College Partners Prepare American Indian NursesAug 15th, 2006 | By tcj | Category: 18-1: The Winding Road to Student Success, Tribal College News
Ten future nurses started classes in June 2006 through a new Certified Nursing Assistant program at White Earth Tribal and Community College (WETCC, Mahnomen, MN). The program requires 80 hours of instruction before students can advance to a registered nurse degree program to be offered onsite at the White Earth Reservation by Northland Community and Technical College (NCTC).
The programs are part of a partnership between the two colleges designed to produce more American Indian nurses, according to an Associated Press release.

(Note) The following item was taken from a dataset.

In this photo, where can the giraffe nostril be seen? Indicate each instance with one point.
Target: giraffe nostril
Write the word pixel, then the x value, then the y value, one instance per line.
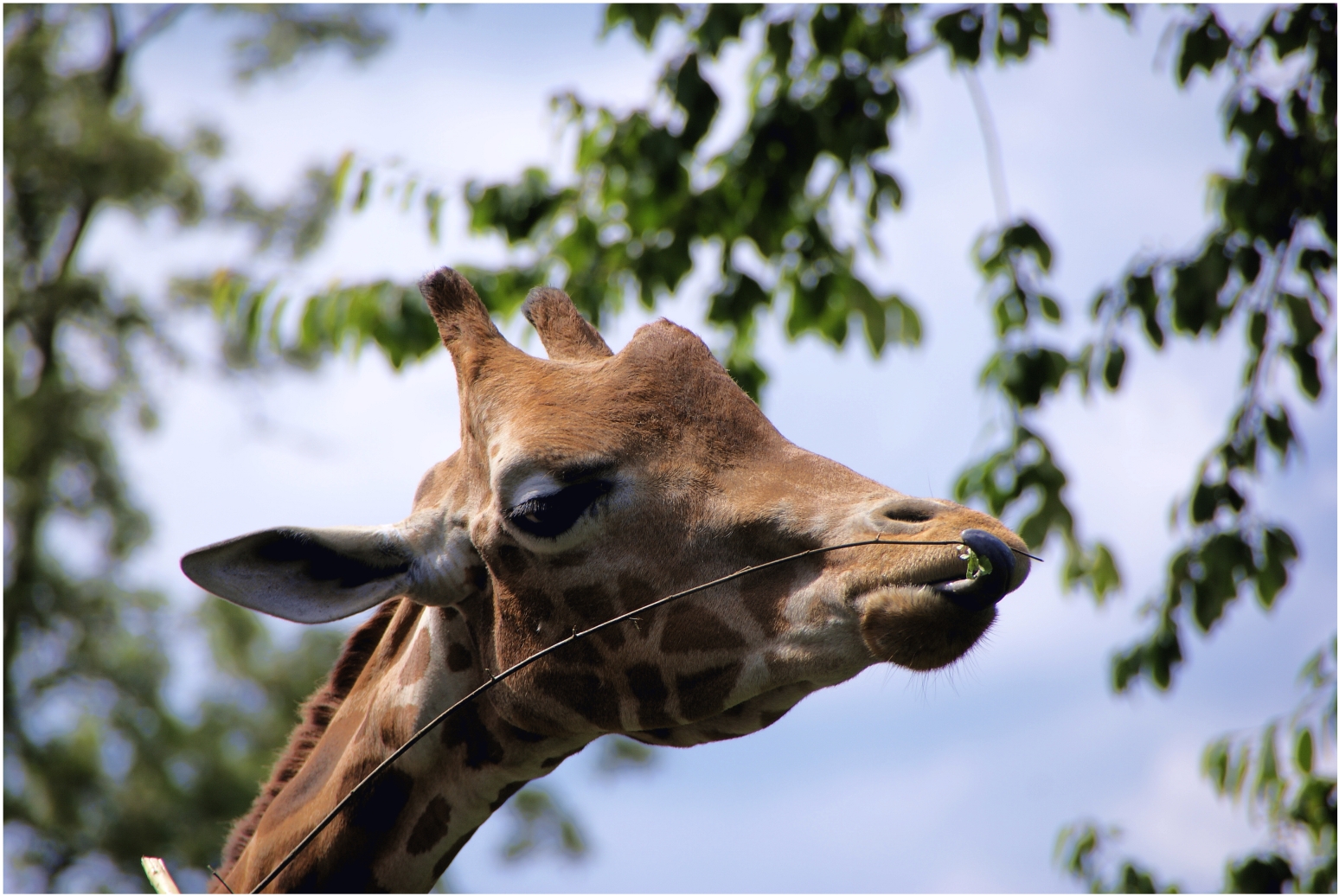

Petey Olson (White Earth), licensed practical nurse, nursing student recruiter, and WETCC Council of Trustees member, said, “Although this is a first time offering at WETCC, word of mouth brought in students, and now both nursing assistant certificate ‘camps’ scheduled this summer are full.” Olson believes the accessible classes have attracted interest because students would otherwise have to relocate or drive long distances to take nursing classes.

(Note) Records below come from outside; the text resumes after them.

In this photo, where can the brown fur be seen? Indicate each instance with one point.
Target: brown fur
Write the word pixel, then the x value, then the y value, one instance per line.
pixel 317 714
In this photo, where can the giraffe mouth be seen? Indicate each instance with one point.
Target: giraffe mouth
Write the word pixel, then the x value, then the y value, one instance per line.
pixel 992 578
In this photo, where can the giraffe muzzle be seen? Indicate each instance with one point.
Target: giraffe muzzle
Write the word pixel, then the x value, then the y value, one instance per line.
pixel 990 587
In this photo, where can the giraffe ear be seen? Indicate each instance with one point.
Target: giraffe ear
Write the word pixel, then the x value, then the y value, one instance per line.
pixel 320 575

“My own experience had me driving 60 miles down the road everyday to classes to become a licensed practical nurse,” said Olson. She adds that she depended on her in-laws’ help with childcare to finish her degree, so she expects the nursing program participants will need support and encouragement.

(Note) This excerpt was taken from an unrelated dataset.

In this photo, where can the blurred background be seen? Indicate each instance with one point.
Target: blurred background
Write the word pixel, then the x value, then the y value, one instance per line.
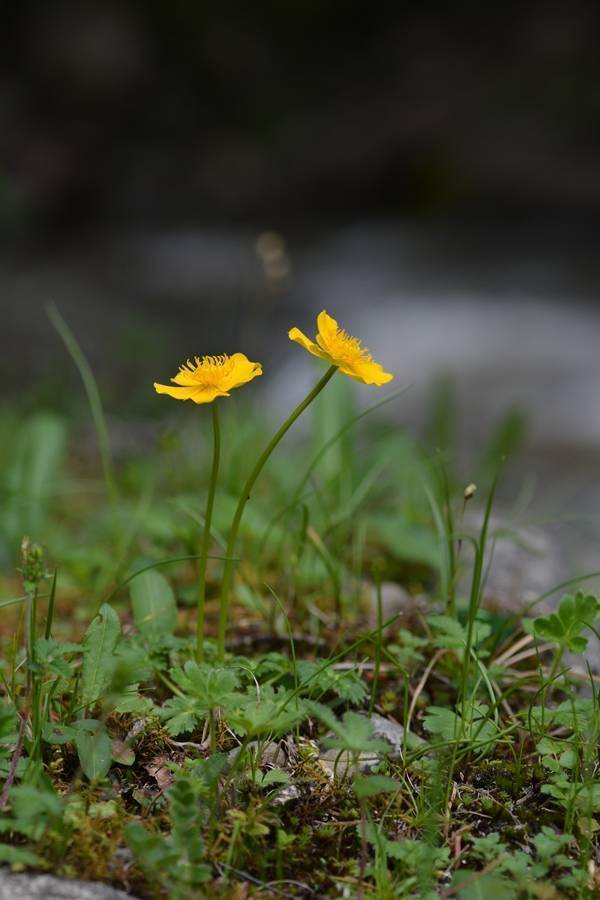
pixel 184 178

The program is funded by a grant written by NCTC, which is matched by the Minnesota State Colleges and Universities Underrepresented Students Transitions Grant Program. In 20 years of offering a registered nursing program, Northland has enrolled few Native students.
This is expected to improve soon when White Earth Tribal and Community College brings a projected 16-20 certified nursing assistants into the Northland program in fall 2006. WETCC is one of the nation’s youngest tribal colleges. The White Earth Reservation Tribal Council established it in 1997.